La nature des difficultés rencontrées

Les conséquences sont d’abord bancaires et très concrètes : difficultés pour ouvrir un compte, moindre accès à certains services financiers, voire impossibilité de recevoir, dans certains cas, un héritage familial.

En effet, la loi FACTA et l’accord bilatéral de 2014 entre la France et les États-Unis dans le but d’autoriser son application dans notre pays contraignent les établissements financiers à notifier au fisc américain (IRS) les avoirs qu’ils détiennent au nom de clients américains.

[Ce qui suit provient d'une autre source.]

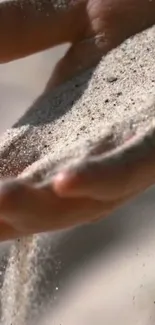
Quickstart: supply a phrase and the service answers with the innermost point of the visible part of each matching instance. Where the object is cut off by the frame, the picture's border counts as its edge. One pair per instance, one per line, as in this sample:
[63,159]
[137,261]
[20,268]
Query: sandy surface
[101,273]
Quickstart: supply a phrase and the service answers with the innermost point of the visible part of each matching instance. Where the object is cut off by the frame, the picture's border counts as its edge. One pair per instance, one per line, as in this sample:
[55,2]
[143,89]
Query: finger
[121,173]
[32,210]
[7,232]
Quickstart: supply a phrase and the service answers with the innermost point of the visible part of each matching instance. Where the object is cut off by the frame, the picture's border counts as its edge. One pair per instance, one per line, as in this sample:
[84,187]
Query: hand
[84,192]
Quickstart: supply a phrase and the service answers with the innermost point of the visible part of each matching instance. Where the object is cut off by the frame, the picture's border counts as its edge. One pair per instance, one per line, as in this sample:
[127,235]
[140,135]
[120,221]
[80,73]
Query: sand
[119,92]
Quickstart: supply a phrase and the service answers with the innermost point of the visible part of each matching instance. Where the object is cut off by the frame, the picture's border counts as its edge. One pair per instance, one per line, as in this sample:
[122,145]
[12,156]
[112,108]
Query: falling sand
[117,95]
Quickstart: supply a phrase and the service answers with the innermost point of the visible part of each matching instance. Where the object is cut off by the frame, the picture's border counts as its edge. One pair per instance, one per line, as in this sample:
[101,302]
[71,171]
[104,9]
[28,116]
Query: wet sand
[102,273]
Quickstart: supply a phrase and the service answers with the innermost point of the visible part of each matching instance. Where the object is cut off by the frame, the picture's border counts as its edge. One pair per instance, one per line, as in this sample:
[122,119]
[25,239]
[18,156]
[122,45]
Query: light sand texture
[102,273]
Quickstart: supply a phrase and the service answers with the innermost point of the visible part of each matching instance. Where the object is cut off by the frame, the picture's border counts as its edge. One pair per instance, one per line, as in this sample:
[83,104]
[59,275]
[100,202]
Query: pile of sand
[66,123]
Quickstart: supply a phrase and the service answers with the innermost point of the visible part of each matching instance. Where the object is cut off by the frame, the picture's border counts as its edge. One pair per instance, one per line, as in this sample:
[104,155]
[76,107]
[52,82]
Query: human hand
[84,192]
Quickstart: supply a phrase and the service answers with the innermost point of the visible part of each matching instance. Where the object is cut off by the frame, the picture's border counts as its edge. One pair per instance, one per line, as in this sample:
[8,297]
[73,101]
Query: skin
[105,180]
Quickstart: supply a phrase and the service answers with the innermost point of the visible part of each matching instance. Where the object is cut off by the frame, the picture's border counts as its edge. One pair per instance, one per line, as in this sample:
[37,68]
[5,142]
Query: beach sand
[104,272]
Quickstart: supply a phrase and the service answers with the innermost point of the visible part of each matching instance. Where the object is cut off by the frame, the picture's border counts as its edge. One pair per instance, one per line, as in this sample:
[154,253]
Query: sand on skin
[102,272]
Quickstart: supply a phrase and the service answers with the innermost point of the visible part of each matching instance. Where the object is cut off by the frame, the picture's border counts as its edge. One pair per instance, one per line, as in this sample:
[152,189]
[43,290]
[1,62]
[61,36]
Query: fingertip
[65,183]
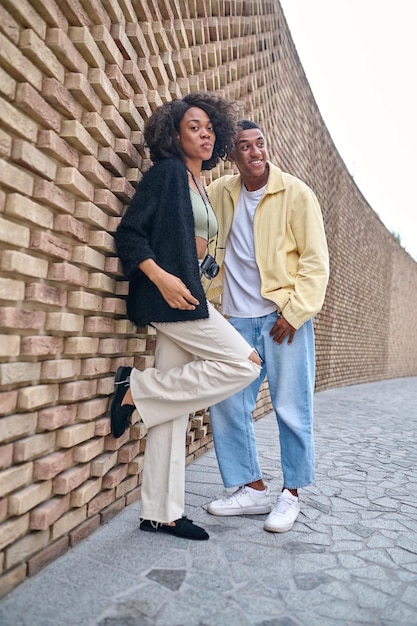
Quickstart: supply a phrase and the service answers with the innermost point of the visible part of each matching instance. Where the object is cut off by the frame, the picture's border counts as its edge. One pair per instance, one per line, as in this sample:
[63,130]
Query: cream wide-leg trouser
[197,364]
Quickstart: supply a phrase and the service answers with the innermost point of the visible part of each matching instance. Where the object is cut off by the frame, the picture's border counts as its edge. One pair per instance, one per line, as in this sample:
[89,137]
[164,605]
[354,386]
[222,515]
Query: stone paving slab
[351,558]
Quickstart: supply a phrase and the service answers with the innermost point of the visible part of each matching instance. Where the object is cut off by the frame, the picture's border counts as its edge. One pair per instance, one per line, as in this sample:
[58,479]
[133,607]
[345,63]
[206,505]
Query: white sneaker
[284,514]
[242,502]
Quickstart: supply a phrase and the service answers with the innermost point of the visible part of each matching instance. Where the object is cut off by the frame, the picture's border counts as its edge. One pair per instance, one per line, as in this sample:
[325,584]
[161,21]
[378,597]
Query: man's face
[250,154]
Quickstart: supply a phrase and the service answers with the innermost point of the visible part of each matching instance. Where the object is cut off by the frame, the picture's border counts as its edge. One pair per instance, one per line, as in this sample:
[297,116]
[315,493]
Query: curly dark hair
[163,126]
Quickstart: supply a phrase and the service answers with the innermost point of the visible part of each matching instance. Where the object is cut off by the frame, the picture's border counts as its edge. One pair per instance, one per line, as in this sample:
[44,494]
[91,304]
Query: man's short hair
[247,125]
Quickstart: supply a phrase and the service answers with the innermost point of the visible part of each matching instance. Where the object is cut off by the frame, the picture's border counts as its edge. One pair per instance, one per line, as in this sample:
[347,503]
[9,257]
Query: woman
[199,359]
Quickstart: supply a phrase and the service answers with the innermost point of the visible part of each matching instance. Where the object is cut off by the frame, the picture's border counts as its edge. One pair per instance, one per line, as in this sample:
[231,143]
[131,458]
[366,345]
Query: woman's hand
[172,289]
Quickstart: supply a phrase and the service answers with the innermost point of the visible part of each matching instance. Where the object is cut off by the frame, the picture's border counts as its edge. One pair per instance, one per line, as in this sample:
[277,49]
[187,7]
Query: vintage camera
[209,268]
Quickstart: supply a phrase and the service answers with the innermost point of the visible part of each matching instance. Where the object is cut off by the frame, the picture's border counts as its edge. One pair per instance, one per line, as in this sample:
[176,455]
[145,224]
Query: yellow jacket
[290,242]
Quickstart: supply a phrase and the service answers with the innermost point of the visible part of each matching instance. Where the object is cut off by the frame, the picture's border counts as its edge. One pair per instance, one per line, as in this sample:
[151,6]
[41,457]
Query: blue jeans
[290,370]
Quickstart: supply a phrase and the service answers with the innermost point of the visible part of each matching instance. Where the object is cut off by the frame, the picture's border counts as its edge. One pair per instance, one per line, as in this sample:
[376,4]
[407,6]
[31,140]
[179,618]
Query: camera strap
[206,200]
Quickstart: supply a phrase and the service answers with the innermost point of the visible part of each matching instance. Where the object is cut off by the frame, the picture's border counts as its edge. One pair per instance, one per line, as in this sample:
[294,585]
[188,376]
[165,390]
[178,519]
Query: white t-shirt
[242,282]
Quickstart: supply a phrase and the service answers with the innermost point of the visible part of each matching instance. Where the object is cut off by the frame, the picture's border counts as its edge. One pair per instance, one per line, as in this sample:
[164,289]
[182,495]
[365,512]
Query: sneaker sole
[274,529]
[247,511]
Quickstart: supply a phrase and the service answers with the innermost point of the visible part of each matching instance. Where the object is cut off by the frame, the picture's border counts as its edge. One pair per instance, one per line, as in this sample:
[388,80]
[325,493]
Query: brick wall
[78,80]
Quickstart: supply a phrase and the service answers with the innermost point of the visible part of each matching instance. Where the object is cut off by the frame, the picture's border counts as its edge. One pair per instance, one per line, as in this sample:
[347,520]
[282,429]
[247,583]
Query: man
[274,271]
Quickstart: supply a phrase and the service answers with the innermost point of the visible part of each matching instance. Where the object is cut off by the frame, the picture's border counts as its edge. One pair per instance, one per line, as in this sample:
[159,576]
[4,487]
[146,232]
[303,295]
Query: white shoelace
[283,505]
[235,495]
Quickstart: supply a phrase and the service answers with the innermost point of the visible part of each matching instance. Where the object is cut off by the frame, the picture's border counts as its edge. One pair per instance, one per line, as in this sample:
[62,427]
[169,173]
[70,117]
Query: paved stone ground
[351,558]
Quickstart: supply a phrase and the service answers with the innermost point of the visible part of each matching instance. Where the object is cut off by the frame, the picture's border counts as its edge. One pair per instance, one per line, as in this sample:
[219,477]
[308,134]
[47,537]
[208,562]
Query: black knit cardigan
[159,225]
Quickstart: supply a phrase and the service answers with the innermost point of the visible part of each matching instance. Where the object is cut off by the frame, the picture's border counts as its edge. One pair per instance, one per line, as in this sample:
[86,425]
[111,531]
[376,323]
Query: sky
[360,59]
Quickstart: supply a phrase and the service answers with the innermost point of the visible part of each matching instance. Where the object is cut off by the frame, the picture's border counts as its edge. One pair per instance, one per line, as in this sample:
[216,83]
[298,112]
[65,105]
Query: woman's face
[196,135]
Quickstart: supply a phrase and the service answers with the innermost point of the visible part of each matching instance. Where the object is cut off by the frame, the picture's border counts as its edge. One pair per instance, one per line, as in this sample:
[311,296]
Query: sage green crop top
[200,217]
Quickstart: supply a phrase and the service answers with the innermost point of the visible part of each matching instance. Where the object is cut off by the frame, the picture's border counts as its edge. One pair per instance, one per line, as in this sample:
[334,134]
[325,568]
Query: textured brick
[70,179]
[50,13]
[6,151]
[25,208]
[13,234]
[73,435]
[54,196]
[100,325]
[49,512]
[85,44]
[119,82]
[115,121]
[18,65]
[30,157]
[50,245]
[37,396]
[128,452]
[55,146]
[11,579]
[111,161]
[108,201]
[98,129]
[68,522]
[101,501]
[94,171]
[107,45]
[50,466]
[136,465]
[67,273]
[103,464]
[46,556]
[72,227]
[114,477]
[29,497]
[130,113]
[64,50]
[71,479]
[27,15]
[15,178]
[9,345]
[11,289]
[31,447]
[32,103]
[45,294]
[12,428]
[101,282]
[127,152]
[6,455]
[84,530]
[83,300]
[19,318]
[88,450]
[126,486]
[55,417]
[12,530]
[81,346]
[61,98]
[61,369]
[79,86]
[113,509]
[84,255]
[91,214]
[63,322]
[7,84]
[14,478]
[25,548]
[95,366]
[103,87]
[21,263]
[77,390]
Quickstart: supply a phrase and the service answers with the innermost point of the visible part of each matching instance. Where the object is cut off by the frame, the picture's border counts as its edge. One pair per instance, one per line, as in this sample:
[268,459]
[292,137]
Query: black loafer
[183,528]
[120,415]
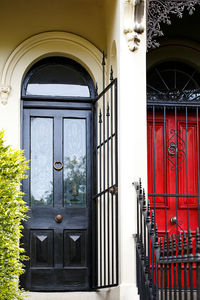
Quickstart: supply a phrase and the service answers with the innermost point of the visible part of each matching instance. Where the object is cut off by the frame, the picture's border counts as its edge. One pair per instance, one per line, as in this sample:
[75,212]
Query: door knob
[58,165]
[173,220]
[59,218]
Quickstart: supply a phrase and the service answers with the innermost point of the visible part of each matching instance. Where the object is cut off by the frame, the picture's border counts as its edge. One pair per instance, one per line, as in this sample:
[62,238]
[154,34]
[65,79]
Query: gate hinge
[113,190]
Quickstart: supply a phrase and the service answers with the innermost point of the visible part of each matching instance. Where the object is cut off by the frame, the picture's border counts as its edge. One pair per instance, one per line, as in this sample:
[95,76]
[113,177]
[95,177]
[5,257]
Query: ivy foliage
[12,211]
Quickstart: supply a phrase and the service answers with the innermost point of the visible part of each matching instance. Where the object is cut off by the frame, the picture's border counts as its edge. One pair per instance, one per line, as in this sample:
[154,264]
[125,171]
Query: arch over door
[57,139]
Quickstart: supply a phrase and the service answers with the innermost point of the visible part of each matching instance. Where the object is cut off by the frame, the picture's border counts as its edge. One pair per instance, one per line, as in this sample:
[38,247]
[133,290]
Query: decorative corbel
[4,93]
[133,22]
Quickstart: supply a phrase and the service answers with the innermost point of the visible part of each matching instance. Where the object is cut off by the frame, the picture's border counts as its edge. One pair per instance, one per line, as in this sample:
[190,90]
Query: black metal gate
[106,187]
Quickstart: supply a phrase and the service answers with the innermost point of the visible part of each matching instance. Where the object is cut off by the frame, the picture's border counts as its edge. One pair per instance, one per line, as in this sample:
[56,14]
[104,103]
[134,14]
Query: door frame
[70,104]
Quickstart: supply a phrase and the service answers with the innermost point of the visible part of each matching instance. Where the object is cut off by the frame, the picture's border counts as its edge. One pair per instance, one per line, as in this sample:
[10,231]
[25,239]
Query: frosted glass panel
[41,161]
[74,162]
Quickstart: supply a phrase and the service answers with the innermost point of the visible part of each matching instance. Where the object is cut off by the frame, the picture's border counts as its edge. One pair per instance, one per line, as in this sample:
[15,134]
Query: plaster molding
[43,45]
[133,22]
[4,94]
[186,51]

Afin d’éviter de potentielles sanctions, les établissements bancaires préfèrent se séparer de clients ou refuser de nouveaux sur la base d’« indices d’américanité ».

Ensuite, les « Américains accidentels » sont soumis à des obligations de déclaration auprès de l’IRS et de paiement d’éventuels arriérés.

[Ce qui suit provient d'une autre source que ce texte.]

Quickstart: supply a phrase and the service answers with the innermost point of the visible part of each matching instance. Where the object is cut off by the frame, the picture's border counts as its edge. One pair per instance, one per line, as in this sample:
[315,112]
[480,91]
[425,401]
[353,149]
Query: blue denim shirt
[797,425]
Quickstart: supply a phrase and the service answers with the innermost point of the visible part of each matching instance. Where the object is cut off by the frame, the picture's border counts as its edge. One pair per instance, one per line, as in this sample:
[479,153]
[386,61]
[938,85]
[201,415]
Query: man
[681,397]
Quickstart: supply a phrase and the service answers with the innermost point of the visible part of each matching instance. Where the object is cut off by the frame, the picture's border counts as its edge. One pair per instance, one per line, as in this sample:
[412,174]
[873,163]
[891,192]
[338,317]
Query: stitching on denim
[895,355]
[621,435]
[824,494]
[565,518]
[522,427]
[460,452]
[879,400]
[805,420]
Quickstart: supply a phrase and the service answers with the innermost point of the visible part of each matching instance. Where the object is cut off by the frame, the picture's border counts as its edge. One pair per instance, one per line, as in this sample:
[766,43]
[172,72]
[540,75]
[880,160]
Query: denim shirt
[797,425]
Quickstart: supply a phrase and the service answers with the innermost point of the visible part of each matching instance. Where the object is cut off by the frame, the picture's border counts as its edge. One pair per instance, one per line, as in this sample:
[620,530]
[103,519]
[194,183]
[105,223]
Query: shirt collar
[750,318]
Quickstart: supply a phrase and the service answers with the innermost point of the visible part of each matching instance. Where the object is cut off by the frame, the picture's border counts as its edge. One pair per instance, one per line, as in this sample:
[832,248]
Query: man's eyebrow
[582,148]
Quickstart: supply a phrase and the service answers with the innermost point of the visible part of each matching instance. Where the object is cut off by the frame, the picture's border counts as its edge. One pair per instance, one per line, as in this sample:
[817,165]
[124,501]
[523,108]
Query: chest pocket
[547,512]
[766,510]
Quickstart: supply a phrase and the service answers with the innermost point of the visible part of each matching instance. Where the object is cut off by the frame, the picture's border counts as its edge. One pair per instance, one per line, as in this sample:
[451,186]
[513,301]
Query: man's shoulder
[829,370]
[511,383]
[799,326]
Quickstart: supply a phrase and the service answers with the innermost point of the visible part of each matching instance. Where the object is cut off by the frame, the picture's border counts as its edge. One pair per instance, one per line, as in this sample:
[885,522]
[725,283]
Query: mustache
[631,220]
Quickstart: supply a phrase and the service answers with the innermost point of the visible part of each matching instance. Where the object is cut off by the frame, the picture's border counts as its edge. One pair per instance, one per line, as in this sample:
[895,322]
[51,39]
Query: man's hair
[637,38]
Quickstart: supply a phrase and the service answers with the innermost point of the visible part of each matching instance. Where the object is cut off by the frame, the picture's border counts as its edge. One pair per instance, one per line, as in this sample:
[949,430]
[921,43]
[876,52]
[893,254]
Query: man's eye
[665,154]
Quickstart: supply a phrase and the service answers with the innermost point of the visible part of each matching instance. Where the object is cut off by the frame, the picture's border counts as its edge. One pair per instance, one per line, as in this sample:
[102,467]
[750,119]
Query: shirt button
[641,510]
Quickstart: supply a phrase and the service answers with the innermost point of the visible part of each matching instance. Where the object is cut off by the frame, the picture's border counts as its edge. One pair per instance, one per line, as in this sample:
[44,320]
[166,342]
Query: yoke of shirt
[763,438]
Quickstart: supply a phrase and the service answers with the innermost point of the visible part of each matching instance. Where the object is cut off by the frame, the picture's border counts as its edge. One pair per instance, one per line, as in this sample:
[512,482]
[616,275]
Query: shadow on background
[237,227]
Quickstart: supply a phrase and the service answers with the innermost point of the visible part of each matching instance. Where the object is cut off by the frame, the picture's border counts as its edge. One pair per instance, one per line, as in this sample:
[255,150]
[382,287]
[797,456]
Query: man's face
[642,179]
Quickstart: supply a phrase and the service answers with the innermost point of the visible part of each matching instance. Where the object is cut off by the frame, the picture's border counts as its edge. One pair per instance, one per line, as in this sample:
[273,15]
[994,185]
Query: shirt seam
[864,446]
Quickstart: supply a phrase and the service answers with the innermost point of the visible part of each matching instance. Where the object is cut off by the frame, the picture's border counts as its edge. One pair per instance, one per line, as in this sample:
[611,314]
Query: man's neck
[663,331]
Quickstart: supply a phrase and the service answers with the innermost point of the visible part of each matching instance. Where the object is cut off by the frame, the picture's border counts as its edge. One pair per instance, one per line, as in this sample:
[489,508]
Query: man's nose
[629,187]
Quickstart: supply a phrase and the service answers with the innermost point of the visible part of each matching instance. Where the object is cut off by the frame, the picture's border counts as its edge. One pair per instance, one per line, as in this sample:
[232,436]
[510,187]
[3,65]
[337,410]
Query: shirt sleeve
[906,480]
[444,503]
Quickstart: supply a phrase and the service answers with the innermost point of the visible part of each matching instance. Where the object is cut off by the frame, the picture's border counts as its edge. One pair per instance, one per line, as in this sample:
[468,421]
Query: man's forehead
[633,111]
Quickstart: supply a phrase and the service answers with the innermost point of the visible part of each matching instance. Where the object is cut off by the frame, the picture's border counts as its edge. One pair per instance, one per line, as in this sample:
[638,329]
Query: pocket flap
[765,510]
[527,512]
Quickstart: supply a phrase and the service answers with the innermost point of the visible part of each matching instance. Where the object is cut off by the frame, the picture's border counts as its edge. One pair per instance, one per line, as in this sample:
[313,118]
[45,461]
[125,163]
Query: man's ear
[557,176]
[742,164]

Outre le fait que ces personnes, rarement au fait du système administratif américain, sont souvent peu à l’aise avec les formulaires et les procédures de l’IRS, elles peuvent également subir une double imposition du fait de divergences de définition dans la nature de certains dispositifs, tels la CSG.

Enfin, certains binationaux peuvent être tentés de renoncer à la nationalité américaine et de cesser d’être redevables vis-à-vis de l’IRS pour leurs revenus futurs. Cette solution est cependant lourde et exige des dépenses administratives fixes de 2 350 dollars. Par ailleurs, ils doivent prouver qu’ils n’ont aucune dette envers l’État fédéral, faute de quoi l’abandon de la nationalité est impossible, et doivent de fait engager des frais d’avocat ou de comptable supplémentaires.

Quelles solutions ?

La mission d’information formule plusieurs recommandations.

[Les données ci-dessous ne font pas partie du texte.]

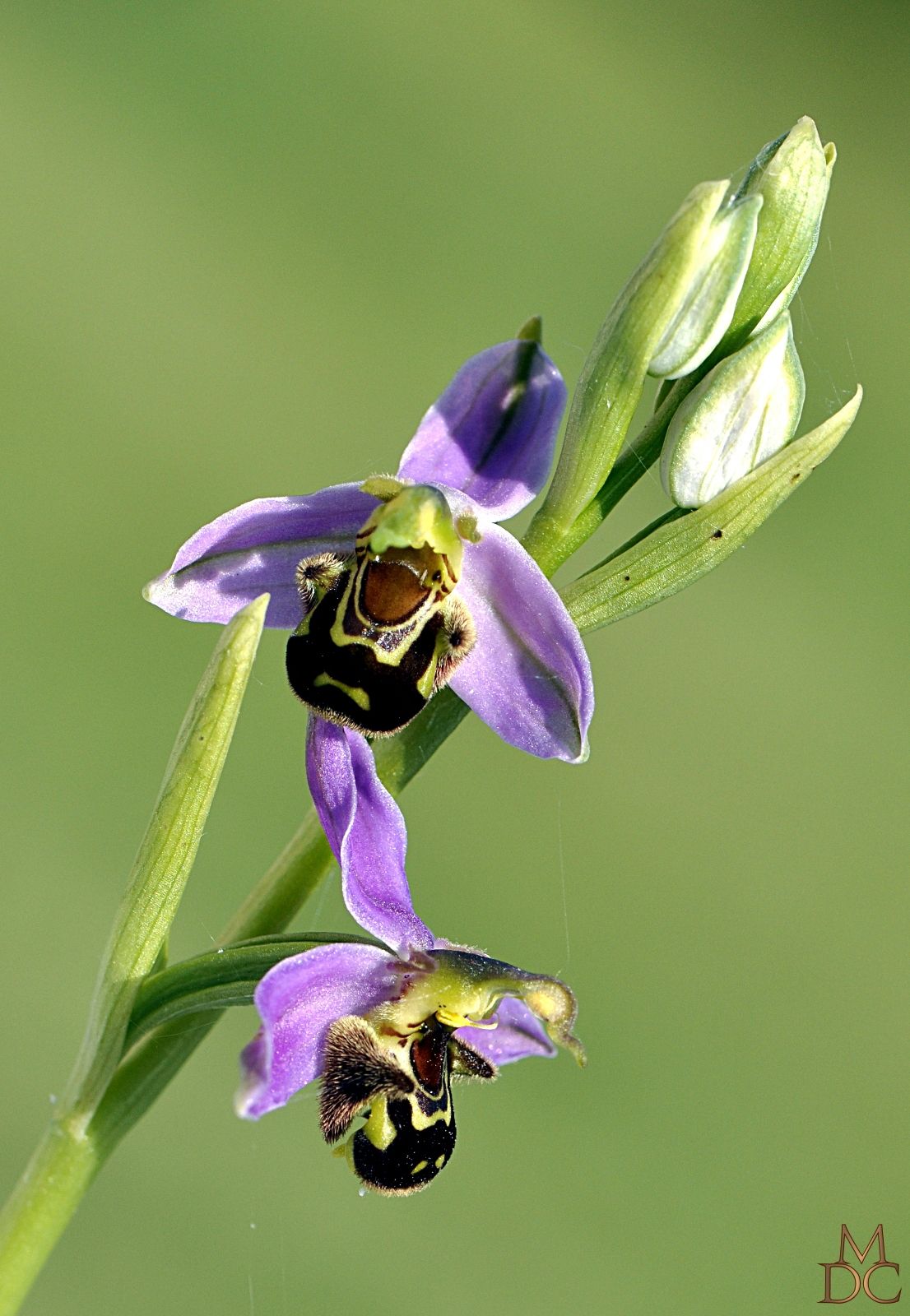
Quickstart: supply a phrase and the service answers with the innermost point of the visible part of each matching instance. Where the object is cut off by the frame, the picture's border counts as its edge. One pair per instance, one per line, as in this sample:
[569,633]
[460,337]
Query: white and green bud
[792,177]
[743,412]
[668,319]
[713,290]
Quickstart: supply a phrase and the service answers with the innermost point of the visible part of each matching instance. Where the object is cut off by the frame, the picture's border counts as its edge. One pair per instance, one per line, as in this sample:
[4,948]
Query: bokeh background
[243,247]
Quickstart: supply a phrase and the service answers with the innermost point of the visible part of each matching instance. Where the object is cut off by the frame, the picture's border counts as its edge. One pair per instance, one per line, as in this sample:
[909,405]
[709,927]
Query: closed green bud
[668,319]
[714,287]
[792,177]
[743,412]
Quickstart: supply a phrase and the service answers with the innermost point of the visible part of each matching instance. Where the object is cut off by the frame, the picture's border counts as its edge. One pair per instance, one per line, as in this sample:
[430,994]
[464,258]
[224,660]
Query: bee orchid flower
[402,585]
[388,1033]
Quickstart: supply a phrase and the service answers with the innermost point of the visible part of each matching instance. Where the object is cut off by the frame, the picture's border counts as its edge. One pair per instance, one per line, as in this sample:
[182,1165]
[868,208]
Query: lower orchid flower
[388,1033]
[406,583]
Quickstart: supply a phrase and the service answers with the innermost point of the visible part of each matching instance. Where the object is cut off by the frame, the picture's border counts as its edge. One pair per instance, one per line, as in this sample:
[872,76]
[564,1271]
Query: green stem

Tout d’abord, les rapporteurs appellent les banques à cesser toute discrimination et demandent aux autorités américaines de reviser à la hausse les seuils dans l’application de l’expatriation tax et pour le dispositif de la departure tax.

Ensuite, les rapporteurs invitent le Gouvernement à entamer des négociations formelles en vue d’une interprétation pus favorable de la convention fiscale bilatérale.

Enfin, ils considèrent qu’une approche européenne doit être recherché et n’excluent pas, dans le cas où toutes les voies de négociation étaient fermées, d’envisager la dénonciation, pure et simple de l’accord intergouvernemental portant transposition de FATCA.